Müşteri her zaman haklı mıdır?

… sonuçta sizin ücretinizi veriyorlar ve verdikleri ücrete karşılık bir hizmet bekliyorlar. o zaman haklı mı oluyorlar? belki de… sizden bekledikleri hizmet, ürününü nasıl pazarladığınız ve gösterdiğinizle ilgili. daha çok bilinirlik, daha fazla ürünü sattırma, tüketiciyi kendileri çekme, markanın gücünü vurgulama ve ürünle ilgili bilgileri vermek için çalışıyoruz. fikirlerin iyi olması, aynı kategoride bulunan mevcut markalarla olan rekabette üstünlük getiriyor. fikirleri destekleyen görsel çalışmalar ise tüketicide o markayla ilgili olarak bir yakınlaşma, hatırlama ve caziplik sağlıyor. o yüzden birbirine benzer tasarımlar yapmamak gerekiyor ki reklamı yapılan ürünler ayrışsın.

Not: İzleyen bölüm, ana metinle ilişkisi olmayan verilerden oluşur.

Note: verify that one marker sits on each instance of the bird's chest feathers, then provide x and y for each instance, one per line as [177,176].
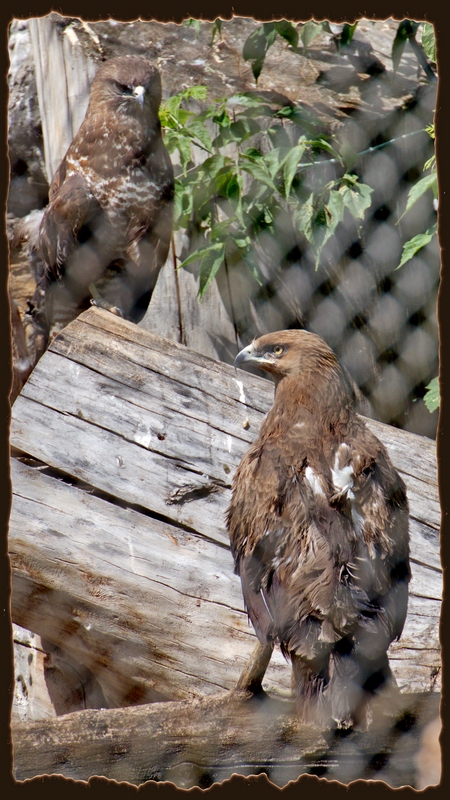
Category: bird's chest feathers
[113,164]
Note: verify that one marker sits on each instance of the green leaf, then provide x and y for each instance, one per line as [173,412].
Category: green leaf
[432,397]
[288,32]
[259,173]
[429,41]
[419,188]
[201,253]
[291,163]
[415,244]
[198,129]
[210,265]
[220,230]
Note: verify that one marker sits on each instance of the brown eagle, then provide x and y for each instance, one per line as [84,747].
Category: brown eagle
[318,524]
[106,231]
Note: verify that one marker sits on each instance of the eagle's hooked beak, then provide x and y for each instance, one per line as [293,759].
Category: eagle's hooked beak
[139,93]
[247,354]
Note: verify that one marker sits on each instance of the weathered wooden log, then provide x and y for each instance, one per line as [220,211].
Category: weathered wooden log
[199,742]
[126,444]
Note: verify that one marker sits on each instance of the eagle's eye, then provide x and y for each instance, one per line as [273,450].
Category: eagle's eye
[123,89]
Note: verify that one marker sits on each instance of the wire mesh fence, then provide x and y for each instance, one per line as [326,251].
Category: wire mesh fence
[379,318]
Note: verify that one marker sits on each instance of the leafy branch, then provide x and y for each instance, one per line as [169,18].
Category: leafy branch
[236,196]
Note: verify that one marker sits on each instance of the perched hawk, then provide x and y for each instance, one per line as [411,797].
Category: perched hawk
[106,231]
[318,524]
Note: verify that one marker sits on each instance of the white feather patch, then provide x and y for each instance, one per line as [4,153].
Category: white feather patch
[314,481]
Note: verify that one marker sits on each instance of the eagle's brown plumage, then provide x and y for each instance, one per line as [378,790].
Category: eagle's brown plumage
[318,524]
[107,228]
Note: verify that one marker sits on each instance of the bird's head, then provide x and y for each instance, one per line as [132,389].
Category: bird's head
[294,353]
[130,83]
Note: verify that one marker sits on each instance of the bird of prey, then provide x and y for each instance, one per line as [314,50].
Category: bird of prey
[105,233]
[318,524]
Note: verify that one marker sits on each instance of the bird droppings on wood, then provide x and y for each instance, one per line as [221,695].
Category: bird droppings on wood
[151,633]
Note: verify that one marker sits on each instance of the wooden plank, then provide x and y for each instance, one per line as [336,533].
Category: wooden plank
[150,609]
[150,424]
[206,741]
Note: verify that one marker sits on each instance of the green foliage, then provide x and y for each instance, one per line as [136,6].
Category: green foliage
[415,244]
[429,41]
[411,247]
[432,397]
[238,195]
[259,41]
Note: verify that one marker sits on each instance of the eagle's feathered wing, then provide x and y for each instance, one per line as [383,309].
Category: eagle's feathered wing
[318,526]
[109,220]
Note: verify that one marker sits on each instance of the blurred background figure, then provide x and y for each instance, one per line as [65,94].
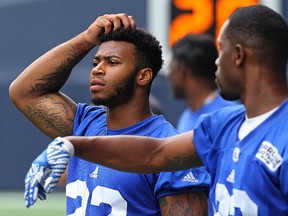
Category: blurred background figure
[192,78]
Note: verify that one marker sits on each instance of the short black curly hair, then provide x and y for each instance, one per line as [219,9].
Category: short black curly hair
[262,29]
[148,48]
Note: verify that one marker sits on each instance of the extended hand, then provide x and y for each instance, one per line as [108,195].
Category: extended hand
[46,170]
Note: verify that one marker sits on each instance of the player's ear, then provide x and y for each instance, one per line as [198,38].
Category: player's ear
[239,54]
[144,76]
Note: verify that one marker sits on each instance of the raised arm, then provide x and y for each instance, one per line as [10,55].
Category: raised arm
[138,154]
[36,91]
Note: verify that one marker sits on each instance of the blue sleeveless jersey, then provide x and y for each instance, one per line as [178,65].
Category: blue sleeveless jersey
[248,177]
[93,189]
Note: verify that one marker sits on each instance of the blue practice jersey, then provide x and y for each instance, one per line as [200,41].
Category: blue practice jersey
[188,118]
[93,189]
[248,177]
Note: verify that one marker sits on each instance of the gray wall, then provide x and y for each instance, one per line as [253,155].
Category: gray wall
[30,28]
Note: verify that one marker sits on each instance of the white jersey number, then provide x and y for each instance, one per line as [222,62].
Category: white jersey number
[99,195]
[239,199]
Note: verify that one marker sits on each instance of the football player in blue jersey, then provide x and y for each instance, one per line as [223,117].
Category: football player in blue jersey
[192,77]
[124,66]
[244,147]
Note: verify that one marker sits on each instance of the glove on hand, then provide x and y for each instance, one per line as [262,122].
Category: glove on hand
[46,170]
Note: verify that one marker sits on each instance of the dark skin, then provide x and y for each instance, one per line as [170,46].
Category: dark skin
[36,93]
[240,75]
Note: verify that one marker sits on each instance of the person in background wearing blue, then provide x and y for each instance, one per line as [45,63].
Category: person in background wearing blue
[125,64]
[192,77]
[244,147]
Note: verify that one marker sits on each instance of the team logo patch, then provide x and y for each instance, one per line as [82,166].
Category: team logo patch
[269,155]
[190,178]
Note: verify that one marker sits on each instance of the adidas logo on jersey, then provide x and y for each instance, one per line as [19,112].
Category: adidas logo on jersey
[190,178]
[231,176]
[94,174]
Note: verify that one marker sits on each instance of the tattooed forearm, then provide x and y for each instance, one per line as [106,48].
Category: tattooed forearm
[193,161]
[192,204]
[54,115]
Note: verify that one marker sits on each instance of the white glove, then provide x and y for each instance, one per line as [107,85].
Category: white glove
[46,170]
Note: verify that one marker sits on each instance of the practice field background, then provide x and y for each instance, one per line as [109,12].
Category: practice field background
[12,204]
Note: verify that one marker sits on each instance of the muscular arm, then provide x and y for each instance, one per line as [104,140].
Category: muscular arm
[36,91]
[192,204]
[138,154]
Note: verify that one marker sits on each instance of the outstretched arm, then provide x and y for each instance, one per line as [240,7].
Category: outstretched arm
[35,92]
[138,154]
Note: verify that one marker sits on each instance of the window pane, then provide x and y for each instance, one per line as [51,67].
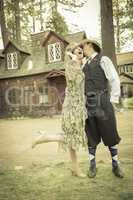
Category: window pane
[12,60]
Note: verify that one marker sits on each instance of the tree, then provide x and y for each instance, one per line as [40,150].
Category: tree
[107,30]
[3,23]
[17,21]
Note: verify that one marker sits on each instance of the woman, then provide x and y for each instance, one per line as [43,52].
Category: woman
[73,112]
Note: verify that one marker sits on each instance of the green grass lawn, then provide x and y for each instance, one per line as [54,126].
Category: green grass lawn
[43,180]
[56,183]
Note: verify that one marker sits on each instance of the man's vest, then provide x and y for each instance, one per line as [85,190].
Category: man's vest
[95,79]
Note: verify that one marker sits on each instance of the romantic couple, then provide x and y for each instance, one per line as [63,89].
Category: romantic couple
[93,87]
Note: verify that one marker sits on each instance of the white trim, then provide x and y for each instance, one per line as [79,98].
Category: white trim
[10,60]
[54,46]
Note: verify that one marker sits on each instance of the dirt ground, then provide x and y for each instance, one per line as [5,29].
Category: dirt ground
[43,173]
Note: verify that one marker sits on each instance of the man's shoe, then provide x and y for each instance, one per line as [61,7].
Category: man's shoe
[118,172]
[92,172]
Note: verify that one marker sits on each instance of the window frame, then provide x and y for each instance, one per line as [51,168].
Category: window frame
[55,59]
[12,65]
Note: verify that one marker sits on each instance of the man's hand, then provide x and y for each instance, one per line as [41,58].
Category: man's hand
[116,106]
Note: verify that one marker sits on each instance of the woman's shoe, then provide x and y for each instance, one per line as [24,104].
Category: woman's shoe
[36,141]
[78,174]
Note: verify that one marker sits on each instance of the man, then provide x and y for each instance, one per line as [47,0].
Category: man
[101,123]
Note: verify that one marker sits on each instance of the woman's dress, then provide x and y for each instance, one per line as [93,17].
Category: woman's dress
[74,112]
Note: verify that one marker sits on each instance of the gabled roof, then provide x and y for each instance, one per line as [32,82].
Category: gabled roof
[76,37]
[56,35]
[18,47]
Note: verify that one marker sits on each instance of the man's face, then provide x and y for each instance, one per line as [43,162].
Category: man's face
[87,49]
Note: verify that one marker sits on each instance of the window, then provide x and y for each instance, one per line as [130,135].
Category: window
[54,52]
[12,60]
[43,97]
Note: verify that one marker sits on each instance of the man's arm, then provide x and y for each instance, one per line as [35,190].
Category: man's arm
[113,78]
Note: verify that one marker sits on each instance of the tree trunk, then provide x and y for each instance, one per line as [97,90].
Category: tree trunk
[107,30]
[3,23]
[41,16]
[117,27]
[17,21]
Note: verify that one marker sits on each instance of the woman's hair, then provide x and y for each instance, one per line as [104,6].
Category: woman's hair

görsellik çok önemli. çünkü okuyucu/izleyici görselle ilk önce vuruluyor ve ardından diğer yazılı materyale yöneliyor. insanlığın varoluşundan beri devam eden bir süreç bu. fikir elbette ki önemli ama göz ilk önce görseli algılayıp ondan sonra yoluna devam eder. ayrıntılara bütünden sonra iner ve ona göre algı sağlatır.

işimiz, fikri destekleyen ya da fikri oluşturan görsel tasarımlar yapmak. çoğu zaman görselle birlikte oluşturuyoruz genel fikri çünkü beynimiz bunun üzerine kurulu. halen gelişen, kendisini besleyen ve sürekli beslemeye devam eden, çözüm bulan ve üreten bir tasarım ajansı olduğumuzu düşünüyoruz. işimizi biliyoruz ve halen öğreniyoruz. peki ajanslarla çalışan müşteriler eğer bunları biliyorlarsa, doğru çözümü sunacağımızı düşünerek bizim gibi ajanslarla çalışıp, her ay belli bir ücret ödüyorlarsa neden kendi istekleri doğrultusunda hareket etmek istiyorlar? zaten işimizi biliyorsa bize ihtiyacı yoktur. demek ki onun bilmediği bir şeyi biliyoruz ve meslek seçimimizi buna göre şekillendirip bir hizmet sunuyoruz.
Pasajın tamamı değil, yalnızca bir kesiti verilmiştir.